FOOD AID FOR PALESTINE REFUGEES

MOFA has just released the following official statement on March 19th:

1. The Government of Japan has decided to extend food aid of five million yen for the Palestine refugees, through the United Nations Relief and Works Agency for Palestine Refugees in the Near East (UNRWA). Notes to this effect were exchanged on March 18 (Sun)(March 18 local time) in Amman, Jordan, between Mr. Shigenobu Kato, Japanese Ambassador to Jordan, and Ms. Karen Koning Abuzayd, Commissioner-General of UNRWA.

2. The Middle East Peace Process is at a critical moment such as the forming of a Palestinian national unity government. In such circumstances, Japan decided this food aid in response to a request from UNRWA to improve the dire humanitarian situation in the Palestinian territories. UNRWA is planning to distribute wheat flour and lentils to about 350,000 Palestinian refugees in the Gaza Strip, the West Bank, Lebanon, Syria and Jordan.

3. Japan's recent assistance to the Palestinians will come to a total of 140 million yen (12.6 million US dollars) including this Food Aid to improve the dire humanitarian situation in the Palestinian territories and to support President Abbas of the Palestinian Authority in his effort for peace. Japan will continue to engage positively in the efforts to bring about peace in the Middle East through measures to promote confidence building among the parties concerned and political dialogues with the two sides in addition to assistance to the Palestinians. On March 14 (Wed), Japan hosted the ministerial-level startup meeting for the Four-Party Consultative Unit in Tokyo for the concept of the "Corridor for Peace and Prosperity" which was attended by representatives of Israel, Palestine and Jordan.


JAPAN AS THE “ISRAEL OF EAST ASIA”

As most of you know, the Shingetsu Newsletter likes to take note of analogies that are made between Japan and the Islamic world. This also extends to Japan and Israel, since we regard Japanese-Jewish or Japanese-Israeli relations to be within our mandate as well.

The Korea Times published an opinion article that describes Japan as the “Israel of [East] Asia” in the context of the “comfort women” issue. What the author means to suggest by this analogy is that Japan is in danger of becoming as isolated and friendless in East Asia as he perceives Israel to be in West Asia.

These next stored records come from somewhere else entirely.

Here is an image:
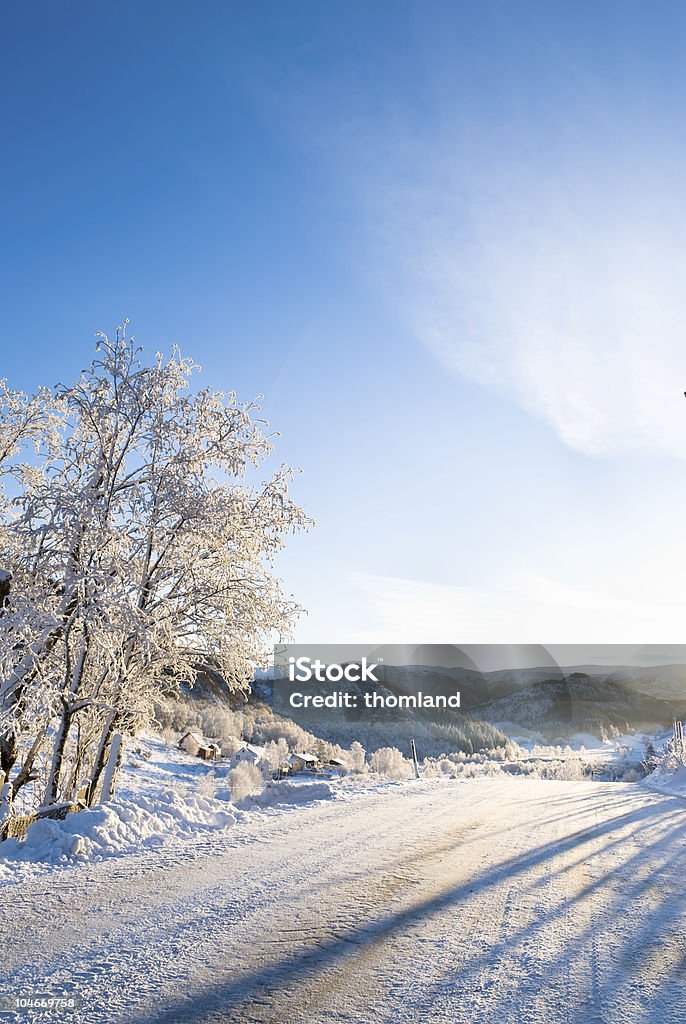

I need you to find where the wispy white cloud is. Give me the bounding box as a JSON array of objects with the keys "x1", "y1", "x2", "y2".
[
  {"x1": 377, "y1": 141, "x2": 686, "y2": 457},
  {"x1": 354, "y1": 552, "x2": 684, "y2": 644}
]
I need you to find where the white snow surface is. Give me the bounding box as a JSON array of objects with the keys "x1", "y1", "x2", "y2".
[
  {"x1": 0, "y1": 735, "x2": 341, "y2": 883},
  {"x1": 0, "y1": 777, "x2": 686, "y2": 1024}
]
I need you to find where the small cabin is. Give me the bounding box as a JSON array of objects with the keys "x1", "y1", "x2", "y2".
[
  {"x1": 229, "y1": 743, "x2": 269, "y2": 768},
  {"x1": 178, "y1": 732, "x2": 220, "y2": 761},
  {"x1": 288, "y1": 753, "x2": 319, "y2": 771}
]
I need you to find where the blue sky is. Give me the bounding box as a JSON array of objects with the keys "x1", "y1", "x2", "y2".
[{"x1": 0, "y1": 0, "x2": 686, "y2": 643}]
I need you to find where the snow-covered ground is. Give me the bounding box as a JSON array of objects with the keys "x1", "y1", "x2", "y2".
[{"x1": 0, "y1": 765, "x2": 686, "y2": 1024}]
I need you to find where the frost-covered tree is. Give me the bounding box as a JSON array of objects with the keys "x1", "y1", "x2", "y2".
[{"x1": 0, "y1": 331, "x2": 308, "y2": 804}]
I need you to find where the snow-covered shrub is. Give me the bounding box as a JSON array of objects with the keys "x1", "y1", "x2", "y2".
[
  {"x1": 371, "y1": 746, "x2": 413, "y2": 779},
  {"x1": 228, "y1": 761, "x2": 264, "y2": 802},
  {"x1": 344, "y1": 739, "x2": 367, "y2": 772},
  {"x1": 196, "y1": 772, "x2": 216, "y2": 800},
  {"x1": 546, "y1": 758, "x2": 586, "y2": 782},
  {"x1": 264, "y1": 736, "x2": 289, "y2": 771}
]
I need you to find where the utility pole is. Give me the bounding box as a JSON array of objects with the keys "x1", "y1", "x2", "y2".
[{"x1": 410, "y1": 739, "x2": 419, "y2": 778}]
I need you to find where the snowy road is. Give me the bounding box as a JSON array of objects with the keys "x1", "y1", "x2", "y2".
[{"x1": 0, "y1": 779, "x2": 686, "y2": 1024}]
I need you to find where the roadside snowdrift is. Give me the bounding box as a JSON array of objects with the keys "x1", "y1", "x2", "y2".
[{"x1": 0, "y1": 791, "x2": 241, "y2": 879}]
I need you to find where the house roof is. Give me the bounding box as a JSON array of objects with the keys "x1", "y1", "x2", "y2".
[
  {"x1": 235, "y1": 743, "x2": 265, "y2": 758},
  {"x1": 179, "y1": 730, "x2": 207, "y2": 746}
]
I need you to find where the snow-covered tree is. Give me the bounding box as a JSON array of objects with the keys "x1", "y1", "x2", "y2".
[{"x1": 0, "y1": 331, "x2": 308, "y2": 804}]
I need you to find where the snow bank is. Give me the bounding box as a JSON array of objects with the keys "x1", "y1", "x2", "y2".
[
  {"x1": 644, "y1": 765, "x2": 686, "y2": 797},
  {"x1": 245, "y1": 782, "x2": 334, "y2": 807},
  {"x1": 0, "y1": 791, "x2": 240, "y2": 878}
]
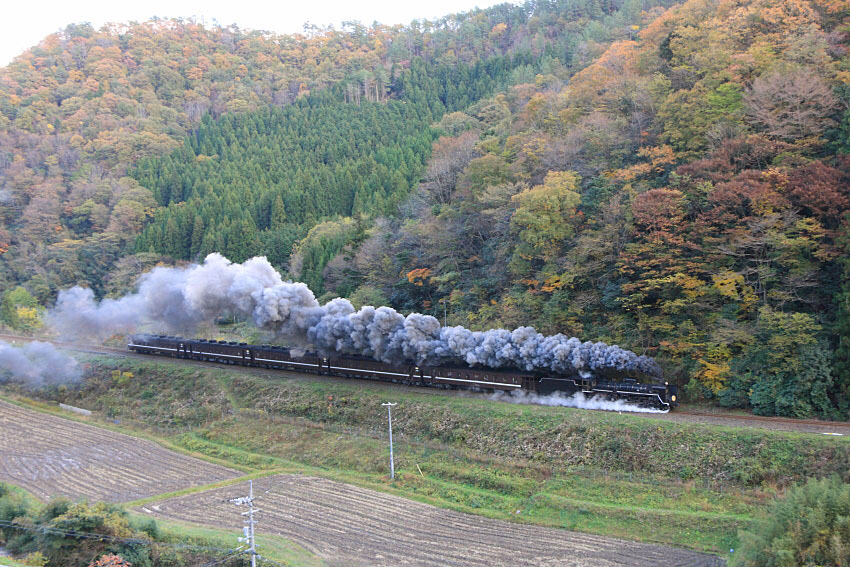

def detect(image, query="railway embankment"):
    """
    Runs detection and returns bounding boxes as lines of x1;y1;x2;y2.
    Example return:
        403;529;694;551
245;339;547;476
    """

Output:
6;356;850;552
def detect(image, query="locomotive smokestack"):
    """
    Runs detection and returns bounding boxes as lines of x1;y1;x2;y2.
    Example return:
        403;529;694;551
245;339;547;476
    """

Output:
49;254;659;375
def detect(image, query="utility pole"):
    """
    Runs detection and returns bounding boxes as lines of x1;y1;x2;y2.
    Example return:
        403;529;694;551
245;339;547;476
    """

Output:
381;402;398;480
230;480;259;567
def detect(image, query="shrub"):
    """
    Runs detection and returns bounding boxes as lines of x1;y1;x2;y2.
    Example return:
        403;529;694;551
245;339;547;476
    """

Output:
730;477;850;567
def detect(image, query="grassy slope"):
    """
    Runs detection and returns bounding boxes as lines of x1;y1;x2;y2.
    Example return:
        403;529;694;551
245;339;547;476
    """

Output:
8;357;850;551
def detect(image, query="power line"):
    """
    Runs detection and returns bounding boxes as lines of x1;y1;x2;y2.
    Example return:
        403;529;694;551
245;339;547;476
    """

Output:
230;480;258;567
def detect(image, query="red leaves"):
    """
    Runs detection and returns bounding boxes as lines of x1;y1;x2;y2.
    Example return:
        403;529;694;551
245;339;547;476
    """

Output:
786;160;850;226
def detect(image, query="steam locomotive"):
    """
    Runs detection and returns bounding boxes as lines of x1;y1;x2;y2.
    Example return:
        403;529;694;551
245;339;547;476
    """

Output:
127;334;677;411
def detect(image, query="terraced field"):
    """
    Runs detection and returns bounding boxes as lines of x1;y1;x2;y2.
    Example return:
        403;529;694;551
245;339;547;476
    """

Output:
142;475;723;567
0;401;241;502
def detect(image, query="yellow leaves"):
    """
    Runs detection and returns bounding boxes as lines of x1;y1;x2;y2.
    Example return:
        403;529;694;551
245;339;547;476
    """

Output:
511;171;580;257
697;358;731;394
186;67;204;81
407;268;431;287
638;144;676;173
711;272;758;310
489;22;508;39
540;273;575;293
15;305;44;331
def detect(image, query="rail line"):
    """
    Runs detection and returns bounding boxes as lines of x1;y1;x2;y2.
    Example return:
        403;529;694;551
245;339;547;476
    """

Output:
0;333;850;434
676;411;850;428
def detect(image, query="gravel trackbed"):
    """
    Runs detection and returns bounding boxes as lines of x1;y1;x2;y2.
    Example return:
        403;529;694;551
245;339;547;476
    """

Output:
141;475;725;567
0;401;242;502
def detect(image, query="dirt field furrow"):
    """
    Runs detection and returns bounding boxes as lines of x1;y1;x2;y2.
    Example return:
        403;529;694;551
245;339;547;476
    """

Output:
143;475;723;567
0;401;241;502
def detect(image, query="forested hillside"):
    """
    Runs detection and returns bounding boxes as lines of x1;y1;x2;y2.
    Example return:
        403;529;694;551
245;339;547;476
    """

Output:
0;0;850;417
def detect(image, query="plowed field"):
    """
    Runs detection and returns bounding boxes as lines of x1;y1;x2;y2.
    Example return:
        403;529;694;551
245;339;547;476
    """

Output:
142;475;723;567
0;401;241;502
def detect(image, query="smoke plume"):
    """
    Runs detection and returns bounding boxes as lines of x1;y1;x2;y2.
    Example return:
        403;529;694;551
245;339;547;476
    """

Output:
488;391;670;413
48;254;659;375
0;341;82;388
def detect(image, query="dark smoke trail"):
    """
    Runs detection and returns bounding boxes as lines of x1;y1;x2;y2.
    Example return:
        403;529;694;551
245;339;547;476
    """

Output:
49;254;659;375
0;341;82;388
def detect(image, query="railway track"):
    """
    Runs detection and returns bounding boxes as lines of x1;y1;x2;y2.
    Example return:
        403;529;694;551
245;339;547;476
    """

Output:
0;333;850;435
676;411;850;432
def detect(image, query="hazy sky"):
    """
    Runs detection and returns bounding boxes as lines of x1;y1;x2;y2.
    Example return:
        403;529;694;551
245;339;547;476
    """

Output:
0;0;504;66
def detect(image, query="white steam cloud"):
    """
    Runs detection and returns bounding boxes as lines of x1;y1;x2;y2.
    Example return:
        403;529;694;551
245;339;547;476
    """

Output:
0;341;82;388
488;391;670;413
48;254;660;375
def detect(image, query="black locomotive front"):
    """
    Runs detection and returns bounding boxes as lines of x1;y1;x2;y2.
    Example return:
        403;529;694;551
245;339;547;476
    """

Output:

However, it should be noted that other analogies have been made in the past between Japan and Israel, many of them meant to be positive.

The full article is below:


The Israelization of Japan
By Jason Lim

CAMBRIDGE, Mass. -- Since taking power in 2001, the Bush administration has been following the basic guidelines detailed in the Nye-Armitage report of 2000 that fundamentally elevated Japan’s geopolitical status to that of Great Britain in terms of American strategic interests.

Underlying the report was the judgment that China would be the U.S.’ main strategic competitor in Asia in the foreseeable future, and an active political and military alliance between the U.S. and Japan would act as a bulwark against China’s growing ability to project its political, economic, and military power in Asia while safeguarding American strategic interests in the region. Luckily, in Koizumi -- and now Abe -- Bush had found someone who was prepared to stake Japan’s future on a closer alignment with the U.S. and had enough political capital to push for gradual remilitarization of Japan despite significant domestic opposition.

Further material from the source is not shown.